1.1. Background
Sierra Leone is a lower-income agrarian economy situated in West Africa, bordered by Guinea, Liberia, and the Atlantic Ocean. In 2020, the African Development Bank ranked Sierra Leone 46th out of the 54 sub-Saharan African countries on the Africa Infrastructure Development Index and 44th on the Electricity Index [
1]. Similarly, in the United Nations 2020 Human Development Index, it ranked 181st out of 191 [
2]. Sierra Leone is one of the most electricity-poor countries throughout sub-Saharan Africa, with the country’s energy needs remaining largely unserved [
3]. The supply of electricity is historically intermittent and unreliable, with frequent electricity blackouts.

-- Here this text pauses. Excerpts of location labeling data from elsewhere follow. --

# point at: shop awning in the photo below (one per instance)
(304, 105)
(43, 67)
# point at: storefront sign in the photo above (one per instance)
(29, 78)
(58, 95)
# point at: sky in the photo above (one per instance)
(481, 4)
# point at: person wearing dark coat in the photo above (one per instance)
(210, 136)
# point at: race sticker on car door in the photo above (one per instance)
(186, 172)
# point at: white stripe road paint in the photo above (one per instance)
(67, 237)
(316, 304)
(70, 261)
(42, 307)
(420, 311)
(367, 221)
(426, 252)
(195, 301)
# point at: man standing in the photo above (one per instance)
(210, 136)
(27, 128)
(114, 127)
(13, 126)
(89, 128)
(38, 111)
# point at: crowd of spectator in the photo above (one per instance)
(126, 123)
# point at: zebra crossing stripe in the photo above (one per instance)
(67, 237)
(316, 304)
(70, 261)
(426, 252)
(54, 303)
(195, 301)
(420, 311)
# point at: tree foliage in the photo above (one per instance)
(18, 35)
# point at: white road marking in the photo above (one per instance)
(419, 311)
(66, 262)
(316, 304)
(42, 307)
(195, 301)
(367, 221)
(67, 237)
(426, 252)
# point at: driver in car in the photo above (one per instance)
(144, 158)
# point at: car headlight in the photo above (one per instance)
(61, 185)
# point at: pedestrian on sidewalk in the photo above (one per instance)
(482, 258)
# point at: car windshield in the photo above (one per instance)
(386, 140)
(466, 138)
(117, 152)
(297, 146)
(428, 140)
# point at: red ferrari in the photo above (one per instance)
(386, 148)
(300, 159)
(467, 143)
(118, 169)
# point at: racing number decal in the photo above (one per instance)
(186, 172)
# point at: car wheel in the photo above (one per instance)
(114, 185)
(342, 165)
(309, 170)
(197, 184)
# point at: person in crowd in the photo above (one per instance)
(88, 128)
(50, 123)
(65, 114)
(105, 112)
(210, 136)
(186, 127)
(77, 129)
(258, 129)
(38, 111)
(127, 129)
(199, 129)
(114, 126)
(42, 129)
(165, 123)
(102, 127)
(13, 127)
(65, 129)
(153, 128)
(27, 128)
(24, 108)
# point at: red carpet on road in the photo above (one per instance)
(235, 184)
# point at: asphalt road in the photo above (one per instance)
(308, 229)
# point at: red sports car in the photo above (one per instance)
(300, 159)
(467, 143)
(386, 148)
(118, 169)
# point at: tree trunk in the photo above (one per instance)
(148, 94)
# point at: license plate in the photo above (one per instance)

Additionally, around 5 million people were without access to electricity in 2019 [
4]. The electricity sector experiences a substantial demand and supply gap, plagued by distribution losses reaching up to 50% [
5]. Results from the 2018 household survey indicated that poverty is still high across Sierra Leone, particularly in rural areas, with 10.8% of the population living in extreme poverty and 57% in poverty [
6].
Sierra Leone’s energy system advancement and development was severely impacted by national events, including the Ebola disease outbreak [
7]. Additionally, global events such as the COVID-19 pandemic, the rapid iron ore price decline, and the Russian invasion of Ukraine are further inhibiting energy system supply, investments, and clean energy technological expansion [
8,
9]. These external shocks remain key barriers experienced by Sierra Leone in its electrification and energy advancements efforts. Sierra Leone has a series of ambitious and thorough development goals, spearheaded by its ‘Vision 2039 statement’, which aspires to gain middle-income country status by 2039, launched alongside the latest medium-term national development plan 2024–2030 [
10]. The main goals include accelerating agricultural development, expanding free education, increasing safe water access, and diversifying the economy. Energy sector goals include providing reliable and affordable power through consolidation, improvement, and expansion [
11]. To achieve this, a domestic budget allocation of 15.6 million US dollars (USD) was assigned to distribution network improvements, plant upgrades, and increased electricity generation alongside working with international partners and foreign direct investors.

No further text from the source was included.